Artificial intelligence (AI) holds the promise of transformative change, yet many organizations find themselves stuck in a loop of launching proof-of-concept (POC) projects that fail to deliver. A startling 30% of CIOs admit they don’t know if their AI POCs have met success metrics, according to a recent IDC survey, and 90% of custom-built AI apps fail to move beyond the POC stage. This data reveals a fundamental flaw in how enterprises approach AI implementation: a lack of strategy, preparation, and clear objectives.
CIOs launch an average of 37 AI POCs per organization, according to IDC’s research, yet only five reach production, with a mere three deemed successful. Without defined KPIs or success metrics, the majority of these projects operate on hope rather than insight, leading to wasted resources.
“When they say they don’t know what their KPIs are, what they’re really saying is, ‘We didn’t have a measure of success when we started,’” explains Daniel Saroff, global vice president for consulting and research services at IDC. This lack of preparation can result in millions of dollars being funneled into unproductive experiments.
1. Poor Data Quality and Governance
AI is only as effective as the data it processes. Many organizations rush into POCs without addressing foundational issues like data cleanliness, ownership, and access control.
Bad Data: Organizations frequently attempt to train AI models on disorganized, incomplete, or irrelevant data. “In hindsight, it’s obvious that bad data leads to bad results,” Saroff says.
Access Issues: Data silos exacerbate the problem, limiting AI’s ability to deliver comprehensive insights. Finance teams accessing HR data, for example, or AI models misusing proprietary data, create both technical and ethical challenges.
2. Lack of Clear Objectives
IDC’s findings reveal that many AI POCs lack clear goals and metrics. Without a strategic framework, organizations struggle to determine whether a POC aligns with business objectives or delivers measurable outcomes.

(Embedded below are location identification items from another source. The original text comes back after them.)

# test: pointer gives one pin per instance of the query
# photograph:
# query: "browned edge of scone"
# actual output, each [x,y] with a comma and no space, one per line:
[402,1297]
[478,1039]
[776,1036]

“AI projects must start with the end in mind,” says Michael Stoyanovich, VP at Segal. “Jumping into experiments without planning wastes resources and misses opportunities to truly integrate AI thoughtfully.”
3. Mismatched Expectations
AI adoption often suffers from overhyped expectations. Many executives view AI as a “magic bullet” that will instantly solve problems or replace workers, says David Curtis, CTO of RobobAI. In reality, deploying AI requires significant investment in infrastructure, data preparation, and skilled personnel.

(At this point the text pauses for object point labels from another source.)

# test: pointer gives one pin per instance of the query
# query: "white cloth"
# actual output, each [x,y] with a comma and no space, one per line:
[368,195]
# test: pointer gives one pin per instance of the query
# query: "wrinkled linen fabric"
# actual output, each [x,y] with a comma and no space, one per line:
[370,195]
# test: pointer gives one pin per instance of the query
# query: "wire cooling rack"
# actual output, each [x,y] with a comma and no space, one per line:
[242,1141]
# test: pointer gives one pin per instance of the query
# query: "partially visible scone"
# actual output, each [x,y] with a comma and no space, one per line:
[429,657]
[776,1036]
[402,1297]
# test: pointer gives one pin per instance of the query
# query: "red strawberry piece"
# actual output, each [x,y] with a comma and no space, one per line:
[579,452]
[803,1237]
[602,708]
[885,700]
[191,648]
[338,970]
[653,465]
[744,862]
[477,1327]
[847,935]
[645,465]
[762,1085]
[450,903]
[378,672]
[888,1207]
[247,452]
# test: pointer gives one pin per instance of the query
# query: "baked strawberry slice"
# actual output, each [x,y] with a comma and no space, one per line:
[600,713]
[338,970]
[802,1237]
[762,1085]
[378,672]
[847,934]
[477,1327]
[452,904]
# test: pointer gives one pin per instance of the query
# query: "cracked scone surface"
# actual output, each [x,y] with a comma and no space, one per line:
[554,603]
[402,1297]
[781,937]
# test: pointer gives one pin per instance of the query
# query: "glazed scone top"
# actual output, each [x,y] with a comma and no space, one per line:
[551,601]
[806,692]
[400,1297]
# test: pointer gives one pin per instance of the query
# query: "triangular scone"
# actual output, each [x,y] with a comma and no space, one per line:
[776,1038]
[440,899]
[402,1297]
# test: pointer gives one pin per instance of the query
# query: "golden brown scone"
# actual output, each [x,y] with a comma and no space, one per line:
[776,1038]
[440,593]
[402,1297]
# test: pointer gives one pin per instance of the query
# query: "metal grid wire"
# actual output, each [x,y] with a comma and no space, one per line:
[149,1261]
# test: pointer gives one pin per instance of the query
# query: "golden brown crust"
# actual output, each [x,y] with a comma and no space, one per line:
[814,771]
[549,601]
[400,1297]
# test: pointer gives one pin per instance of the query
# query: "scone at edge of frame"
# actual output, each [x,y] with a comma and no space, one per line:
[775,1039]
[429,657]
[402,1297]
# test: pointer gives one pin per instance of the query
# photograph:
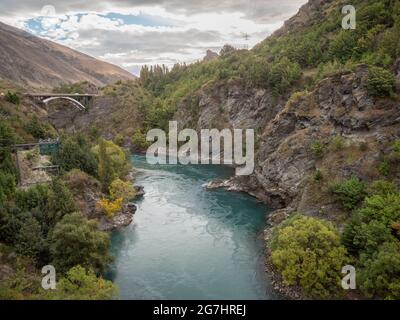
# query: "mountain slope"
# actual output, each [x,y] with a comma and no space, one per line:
[31,61]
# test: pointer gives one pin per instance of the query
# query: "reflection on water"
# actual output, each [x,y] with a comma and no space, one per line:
[190,243]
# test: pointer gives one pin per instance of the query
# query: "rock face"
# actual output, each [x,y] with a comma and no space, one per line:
[338,106]
[122,219]
[210,55]
[230,105]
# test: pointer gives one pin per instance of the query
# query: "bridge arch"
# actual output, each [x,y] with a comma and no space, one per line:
[76,103]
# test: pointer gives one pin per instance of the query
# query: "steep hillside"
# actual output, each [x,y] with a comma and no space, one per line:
[31,61]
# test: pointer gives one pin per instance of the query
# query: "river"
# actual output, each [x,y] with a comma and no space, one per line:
[190,243]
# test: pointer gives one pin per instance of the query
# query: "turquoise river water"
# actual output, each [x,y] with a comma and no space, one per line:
[190,243]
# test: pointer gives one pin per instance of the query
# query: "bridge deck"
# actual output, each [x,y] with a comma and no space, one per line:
[69,95]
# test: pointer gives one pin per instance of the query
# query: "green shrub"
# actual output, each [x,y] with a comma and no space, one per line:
[283,74]
[382,188]
[139,142]
[318,176]
[380,82]
[7,185]
[337,143]
[317,148]
[77,241]
[82,284]
[379,275]
[307,252]
[38,129]
[75,153]
[349,192]
[29,240]
[371,225]
[13,98]
[384,168]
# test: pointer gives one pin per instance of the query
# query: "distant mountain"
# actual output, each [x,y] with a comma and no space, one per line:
[31,61]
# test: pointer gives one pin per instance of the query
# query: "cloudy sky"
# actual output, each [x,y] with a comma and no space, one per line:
[132,33]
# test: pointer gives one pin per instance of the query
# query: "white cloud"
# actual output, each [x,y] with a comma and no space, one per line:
[194,27]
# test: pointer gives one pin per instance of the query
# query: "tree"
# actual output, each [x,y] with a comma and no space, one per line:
[349,192]
[380,82]
[7,139]
[7,185]
[75,153]
[226,50]
[307,252]
[82,284]
[112,162]
[59,203]
[139,141]
[76,241]
[110,207]
[122,189]
[13,98]
[379,275]
[283,74]
[371,226]
[37,129]
[29,241]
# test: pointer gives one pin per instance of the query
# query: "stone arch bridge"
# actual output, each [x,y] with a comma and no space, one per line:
[79,101]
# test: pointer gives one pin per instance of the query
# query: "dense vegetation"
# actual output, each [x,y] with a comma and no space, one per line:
[42,224]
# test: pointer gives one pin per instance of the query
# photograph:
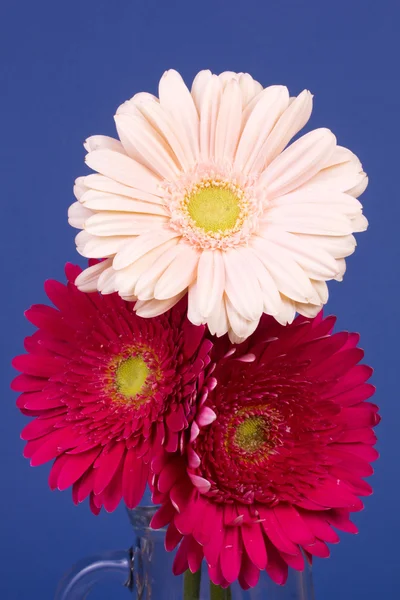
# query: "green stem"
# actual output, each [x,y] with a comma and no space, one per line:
[219,593]
[191,585]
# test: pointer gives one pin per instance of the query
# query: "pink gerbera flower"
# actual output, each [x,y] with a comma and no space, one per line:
[108,390]
[276,458]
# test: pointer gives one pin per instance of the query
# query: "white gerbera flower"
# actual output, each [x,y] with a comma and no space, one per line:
[201,195]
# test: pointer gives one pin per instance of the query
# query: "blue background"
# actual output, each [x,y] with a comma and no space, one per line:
[65,68]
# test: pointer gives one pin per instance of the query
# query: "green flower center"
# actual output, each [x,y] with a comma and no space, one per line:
[214,208]
[130,376]
[251,434]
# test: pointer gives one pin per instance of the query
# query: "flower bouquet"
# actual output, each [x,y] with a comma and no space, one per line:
[175,360]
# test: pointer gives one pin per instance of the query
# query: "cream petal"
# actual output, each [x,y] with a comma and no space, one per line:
[135,248]
[322,290]
[101,247]
[343,172]
[359,223]
[78,214]
[110,223]
[271,104]
[269,291]
[312,219]
[287,312]
[360,187]
[291,122]
[198,86]
[341,264]
[103,142]
[154,308]
[82,238]
[289,277]
[249,87]
[99,201]
[171,131]
[79,187]
[209,109]
[131,106]
[327,198]
[210,280]
[128,278]
[105,184]
[218,320]
[179,274]
[194,315]
[240,328]
[87,280]
[229,122]
[146,284]
[298,163]
[314,260]
[338,247]
[123,169]
[241,285]
[107,283]
[153,150]
[177,100]
[308,310]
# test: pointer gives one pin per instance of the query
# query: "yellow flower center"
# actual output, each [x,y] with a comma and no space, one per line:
[130,376]
[214,207]
[251,434]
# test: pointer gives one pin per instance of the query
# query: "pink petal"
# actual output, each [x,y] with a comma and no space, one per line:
[253,540]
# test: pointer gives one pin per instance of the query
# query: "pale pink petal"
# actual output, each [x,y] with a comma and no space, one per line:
[312,218]
[78,214]
[288,311]
[95,200]
[128,278]
[146,283]
[103,142]
[240,328]
[289,277]
[359,223]
[105,184]
[342,172]
[110,223]
[209,109]
[79,187]
[123,169]
[171,131]
[316,262]
[151,147]
[106,283]
[179,274]
[229,122]
[291,122]
[325,197]
[194,314]
[338,247]
[198,86]
[249,87]
[211,280]
[271,103]
[308,310]
[177,100]
[218,320]
[269,290]
[99,247]
[87,280]
[138,246]
[154,308]
[241,285]
[298,163]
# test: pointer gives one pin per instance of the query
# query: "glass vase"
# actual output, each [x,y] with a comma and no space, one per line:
[146,571]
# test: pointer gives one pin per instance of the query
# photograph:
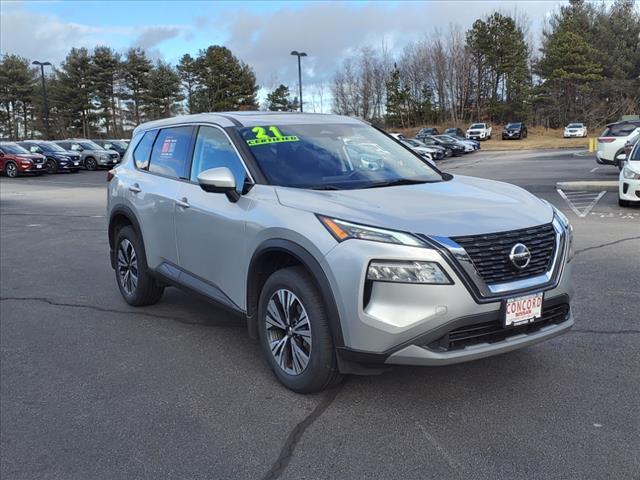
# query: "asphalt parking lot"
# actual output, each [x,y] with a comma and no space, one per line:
[94,389]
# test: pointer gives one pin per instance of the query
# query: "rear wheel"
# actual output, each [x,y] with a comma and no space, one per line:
[136,284]
[52,166]
[91,164]
[11,170]
[294,332]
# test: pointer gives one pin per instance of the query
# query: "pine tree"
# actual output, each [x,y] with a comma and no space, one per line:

Generative AI compounds the problem, with organizations launching numerous POCs without fully understanding their strategic implications. While AI can deliver incremental efficiencies, these projects often fall short of being transformative.
“Generative AI is a shiny new tool that companies feel compelled to adopt, but rushing into projects without preparation is leading to widespread failure,” Curtis explains. In some cases, failed experiments are seen as educational, but for risk-averse companies, repeated failures can stifle further innovation.
1. Focus on Strategic Priorities
Rather than launching dozens of AI POCs, CIOs should concentrate on a handful of projects that align with their organization’s strategic goals. Start by asking:
What competitive advantage will this project deliver?
How will it impact revenue, efficiency, or customer satisfaction?
Is this initiative aligned with our long-term vision?
2. Define Success Metrics
Before initiating a POC, establish clear KPIs and benchmarks. For example, if the goal is to improve IT service efficiency with an AI chatbot, success metrics might include:
Reduction in average response time
Percentage of queries resolved without human intervention
Cost savings compared to manual processes
3. Invest in Data Management
Prioritize data quality, governance, and access controls. Ensure that:
Data is cleaned, structured, and relevant to the project.
Data ownership and usage policies are clearly defined.
Cross-departmental data sharing is streamlined while respecting privacy and security protocols.
4. Align with Business Needs
AI projects should focus on high-impact areas rather than marginal efficiency gains. For instance, implementing AI for predictive analytics in supply chain management could provide transformative insights, whereas automating minor internal workflows might not justify the investment.
5. Build Cross-Functional Teams
AI implementation requires collaboration between IT, data science, and business units. Encourage communication and shared accountability to ensure projects are both technically feasible and strategically valuable.
One example highlights the pitfalls of poor planning: A company launched an AI project to automate IT service queries using a large language model (LLM). While the POC showed promise in reducing operational costs, the estimated $1 million deployment cost prompted the business to reconsider.
“They came back and said, ‘Why spend $1 million when we could hire five people?’” recalls Daniel Clydesdale-Cotter, CIO at EchoStor.
This underscores the importance of aligning AI initiatives with financial realities and long-term goals.
For CIOs, the road to AI success lies in discipline and strategic alignment. EchoStor’s Clydesdale-Cotter advises prioritizing projects with transformative potential and carefully assessing costs and benefits before diving into POCs.
David Curtis adds, “Instead of launching 37 projects, focus on two or three meaningful ones. Remove risk up front and make calculated bets.”
By combining rigorous planning, data management, and a focus on strategic objectives, organizations can break free from the cycle of AI experimentation and unlock meaningful value.